Destination weddings are lovely for the couple.

However, when choosing a destination wedding you have to accept that many people, including close family and friends, may not come. And it's very very important that the couples accept that and don't feel aggrieved or upset with anyone who chooses not to come, regardless of their reasons. This is even note so if there are restrictions on the event such as no children.

No wedding, except your own perhaps, should come before a family holiday where all are included. As you say, spending all that money for one of you to attend just isn't fair, especially if it's at the expense of you all being able to go away together.

Just decline and don't go to either.

BronzeSage · 26/08/2022 07:39

Don't go if you'd rather not. Weddings abroad are ridiculously indulgent in these straitened times and don't work for many invitees.

goldfinchonthelawn · 26/08/2022 07:39

I definitely would bw out.
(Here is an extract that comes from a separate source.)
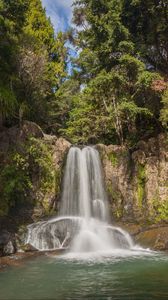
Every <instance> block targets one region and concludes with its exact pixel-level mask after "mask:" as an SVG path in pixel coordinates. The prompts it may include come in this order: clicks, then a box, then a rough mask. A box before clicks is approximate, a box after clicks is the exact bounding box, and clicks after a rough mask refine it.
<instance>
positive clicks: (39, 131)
mask: <svg viewBox="0 0 168 300" xmlns="http://www.w3.org/2000/svg"><path fill="white" fill-rule="evenodd" d="M31 146H32V152H31V149H30V148H28V147H31ZM70 147H71V144H70V143H69V142H68V141H66V140H65V139H63V138H57V137H56V136H53V135H46V134H44V133H43V131H42V130H41V128H40V127H39V126H38V125H37V124H35V123H33V122H29V121H24V122H23V124H22V126H21V127H17V126H14V127H12V128H9V129H7V128H3V129H2V130H1V132H0V167H1V168H2V169H1V170H3V169H4V168H5V166H10V163H11V166H12V162H11V157H12V156H11V154H12V153H13V152H14V154H18V158H19V163H20V162H21V164H22V161H23V162H24V168H25V169H26V168H27V169H26V173H24V168H23V169H21V172H22V173H20V174H21V176H20V177H21V185H22V182H23V181H22V178H23V177H22V174H23V175H24V174H25V176H27V174H28V176H29V174H30V176H29V179H30V181H29V182H30V184H31V186H30V187H29V186H27V189H26V196H25V198H24V201H20V202H19V201H18V203H17V205H15V202H14V201H13V203H12V205H9V210H5V209H6V208H5V209H4V207H3V203H8V202H5V201H6V200H5V197H4V198H3V199H2V202H0V255H8V254H12V253H14V252H15V251H16V248H17V249H20V248H22V245H23V244H24V242H25V240H24V238H23V240H21V241H19V240H18V238H17V237H16V238H13V237H12V238H11V235H13V234H14V233H16V232H18V234H19V236H20V237H21V239H22V236H24V237H25V233H22V232H20V229H22V227H26V226H22V225H27V224H30V223H33V222H36V221H38V220H41V219H43V218H46V217H50V216H51V215H53V214H56V209H57V203H58V201H59V199H60V193H61V180H62V173H63V167H64V160H65V158H66V154H67V152H68V150H69V148H70ZM29 149H30V150H29ZM12 151H13V152H12ZM26 155H27V156H26ZM31 155H32V157H31ZM33 155H34V156H33ZM35 155H36V156H35ZM25 157H26V160H25V161H24V158H25ZM37 161H38V163H36V162H37ZM27 166H28V167H27ZM15 167H16V165H15ZM19 170H20V169H19ZM46 170H47V171H48V173H49V176H48V175H46V174H48V173H45V171H46ZM26 178H27V177H26ZM48 178H49V179H48ZM19 184H20V182H19ZM16 190H17V189H16ZM1 191H3V181H1V177H0V196H1V197H2V193H1ZM19 199H20V198H19ZM0 201H1V199H0ZM4 230H7V232H5V231H4ZM21 231H22V230H21ZM23 231H25V229H24V230H23ZM10 232H12V233H10Z"/></svg>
And I'd be honest, and say that it's no longer possible for you to come as the sky rocketing cost of living means you don't have that disposable income available any more.

I don't understand weddings abroad unless one of the betrothed is from that country and has most of their family and friends there, or the couple work in that country. They seem the height of self-importance, to assume that everyone you know wants to give up their holiday time and money to attend a wedding instead of having a proper break of their choice at a convenient time.
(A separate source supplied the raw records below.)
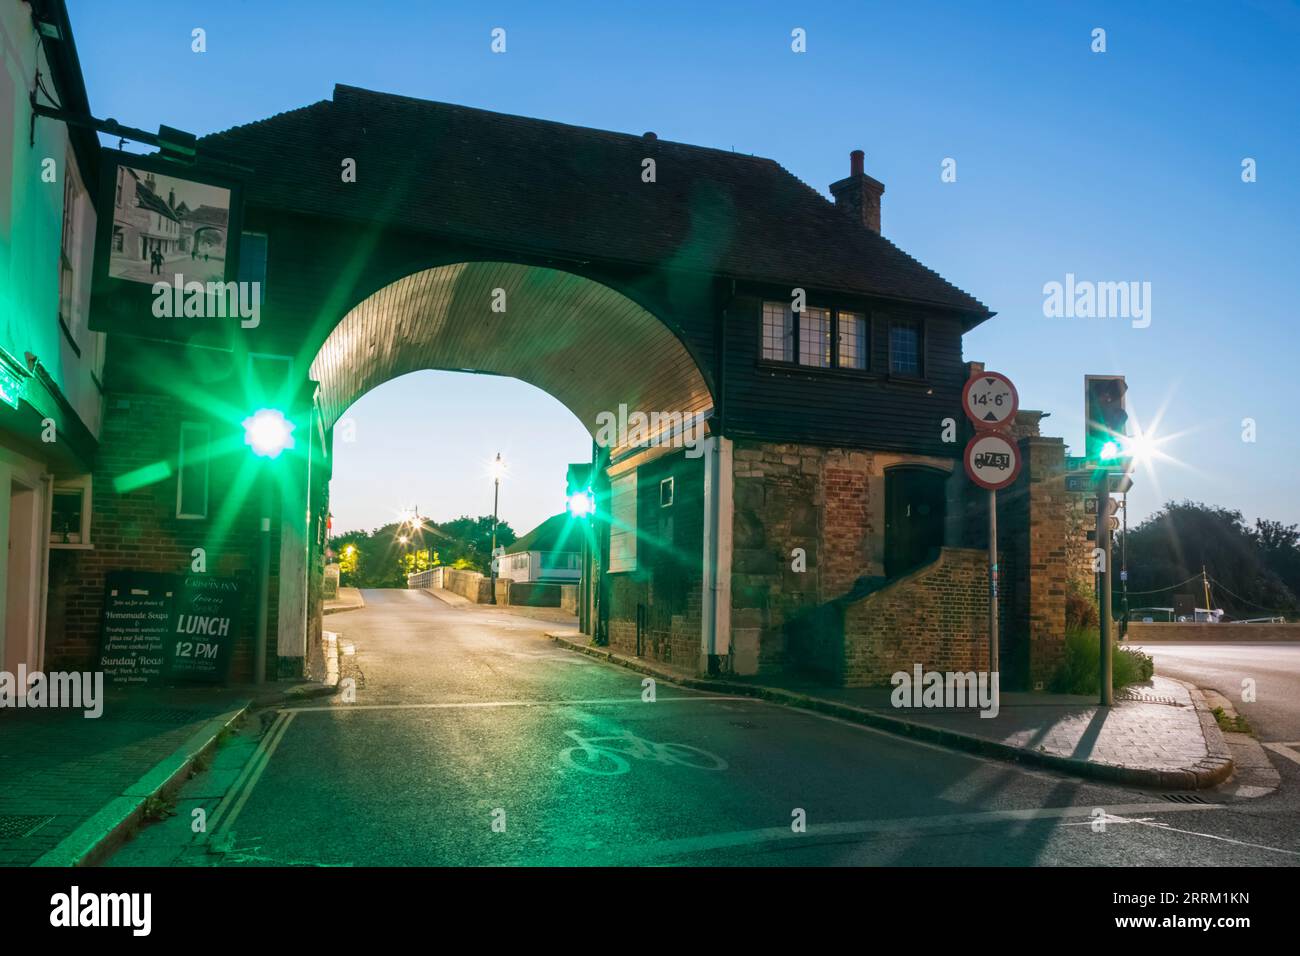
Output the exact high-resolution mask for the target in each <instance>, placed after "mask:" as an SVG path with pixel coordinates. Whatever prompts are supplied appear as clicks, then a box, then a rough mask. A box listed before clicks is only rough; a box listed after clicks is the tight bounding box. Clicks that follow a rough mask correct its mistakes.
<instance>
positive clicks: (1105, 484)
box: [1095, 468, 1114, 708]
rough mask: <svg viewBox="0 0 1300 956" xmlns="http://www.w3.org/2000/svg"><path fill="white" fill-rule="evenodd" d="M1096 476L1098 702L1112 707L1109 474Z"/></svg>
mask: <svg viewBox="0 0 1300 956" xmlns="http://www.w3.org/2000/svg"><path fill="white" fill-rule="evenodd" d="M1095 477H1096V479H1097V483H1099V484H1097V541H1096V544H1097V548H1100V549H1101V576H1100V580H1101V587H1100V592H1101V593H1100V594H1099V597H1100V605H1101V614H1100V618H1101V627H1100V631H1101V654H1100V657H1099V662H1100V674H1099V680H1100V684H1101V688H1100V689H1101V693H1100V700H1099V702H1100V704H1101V706H1104V708H1109V706H1110V705H1112V704H1113V702H1114V688H1113V687H1112V676H1110V675H1112V659H1110V476H1109V475H1108V473H1106V470H1105V468H1099V470H1097V472H1096V476H1095Z"/></svg>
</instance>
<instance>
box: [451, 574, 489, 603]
mask: <svg viewBox="0 0 1300 956" xmlns="http://www.w3.org/2000/svg"><path fill="white" fill-rule="evenodd" d="M442 587H443V588H446V589H447V591H450V592H452V593H454V594H460V596H461V597H467V598H469V600H471V601H473V602H474V604H491V578H489V576H487V575H484V574H480V572H478V571H456V570H452V568H447V570H445V571H443V572H442Z"/></svg>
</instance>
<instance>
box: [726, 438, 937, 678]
mask: <svg viewBox="0 0 1300 956" xmlns="http://www.w3.org/2000/svg"><path fill="white" fill-rule="evenodd" d="M898 464H927V466H933V467H940V468H943V467H945V466H950V462H945V460H943V459H933V458H926V457H918V455H901V454H893V453H875V451H861V450H850V449H840V447H822V446H816V445H793V444H772V442H759V441H737V442H736V446H735V483H736V489H735V518H733V523H732V535H733V548H735V551H733V558H732V562H733V563H732V644H733V648H735V656H733V659H735V662H736V670H737V672H741V674H753V672H758V674H763V672H777V671H785V670H790V669H802V667H805V666H806V665H807V663H809V658H807V653H806V652H807V649H806V646H803V645H805V644H806V641H807V640H809V635H810V633H811V632H814V631H816V630H818V628H822V627H824V626H827V623H826V622H824V620H823V617H822V615H823V611H822V610H820V609H824V607H826V606H827V605H828V604H829V602H832V601H835V600H837V598H840V597H842V596H844V594H845V593H848V592H849V591H850V589H853V588H854V587H855V584H857V583H858V581H859V580H862V579H871V578H876V576H880V575H883V574H884V497H885V496H884V481H885V477H884V476H885V471H887V470H888V468H891V467H893V466H898ZM949 506H950V507H956V505H954V503H952V502H950V505H949ZM794 549H802V550H803V554H805V558H803V559H805V562H806V563H805V570H803V571H798V570H796V555H794Z"/></svg>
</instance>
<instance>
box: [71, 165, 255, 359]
mask: <svg viewBox="0 0 1300 956" xmlns="http://www.w3.org/2000/svg"><path fill="white" fill-rule="evenodd" d="M100 170H101V172H100V204H99V232H98V234H96V242H95V273H94V284H92V287H91V310H90V328H91V329H94V330H95V332H113V333H121V334H127V336H139V337H144V338H159V339H168V341H174V342H185V343H190V345H199V346H209V347H218V349H229V347H230V346H231V342H233V332H234V329H237V328H239V326H240V325H243V326H244V328H251V326H252V325H253V324H256V323H257V321H260V316H259V315H257V312H259V311H260V297H261V290H260V289H253V287H252V286H253V285H255V284H252V282H240V281H238V276H239V235H240V225H242V222H240V220H242V216H240V209H242V195H243V194H242V189H240V185H239V182H238V181H235V179H233V178H229V177H225V176H221V174H217V173H211V172H207V170H204V169H201V168H200V166H191V165H183V164H181V163H175V161H173V160H168V159H162V157H161V156H139V155H135V153H127V152H120V151H117V150H103V151H101V163H100Z"/></svg>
Tollystar · 26/08/2022 07:40

It's not clear from your post - have you already formally accepted the invitations and now want to bail out? Or are you still at the responding to invites stage?

PurpleDaisies · 26/08/2022 07:41

She has already suggested staying home but how is that fair.

If you wanted to go alone and she’s telling you to go, that could be an option. I went alone to an abroad wedding a few years ago.

It’s fine to decline for any reason though. I’d be wary of saying the children in case they change their mind and say it’s fine to bring them.

Wearefoooked22 · 26/08/2022 07:43

we are in a similar predicament,sil is getting married abroad next year,due to the cost of living and the new gas/electric rises we can’t afford it but she expect’s everyone to prioritise going to her wedding!

CloseYourEyesAndSee · 26/08/2022 07:45

Just don't go. Life is VERY different now from pre covid days and I'd be surprised if you were the only ones dropping out. Dropping out of the child free one is a no brainer anyway and the cost of living makes the other impossible.

Jimjams3021 · 26/08/2022 07:45

@Tollystar the first wedding invite was accepted before the birth of our first. They changed the plus one and invite for infants / children about 2 months ago and we haven't confirmed back yet about stoll attending. Fortunately we already had a refund from when this was rearranged due to covid so we arent still tied in to the flights and accommodation, which would need to change now anyway.

The second is more tricky as I did accept without even thinking anything through. The stag do for that is also abroad and coating a fortune, which I have declined.

OP posts:
Russell19 · 26/08/2022 07:45

I was also wondering if you have already accepted the invites?

Decline first, go on your own to second. Id be telling my husband to go for long weekend etc if he was in this situation. Im sure your wife will be fine at home.

Stravaig · 26/08/2022 07:48

They're invitations, not summons. Just decline, with regret if you wish. No explanations needed. I wouldn't offer any.

The only acceptable destination wedding is one where the bride and groom are genuinely wealthy enough to bear the entire costs for everyone throughout. And even then, it's still an invitation, because they're requesting your time away from work and life commitments, and the inconvenience of travel away from home.

People who genuinely want their family and friends present at a special celebration go out of their way to make it easily accessible to most guests, offer help to those travelling a long way, and understand if they can't.

All of the above held true before the cost of living crisis. Wtf are they thinking now?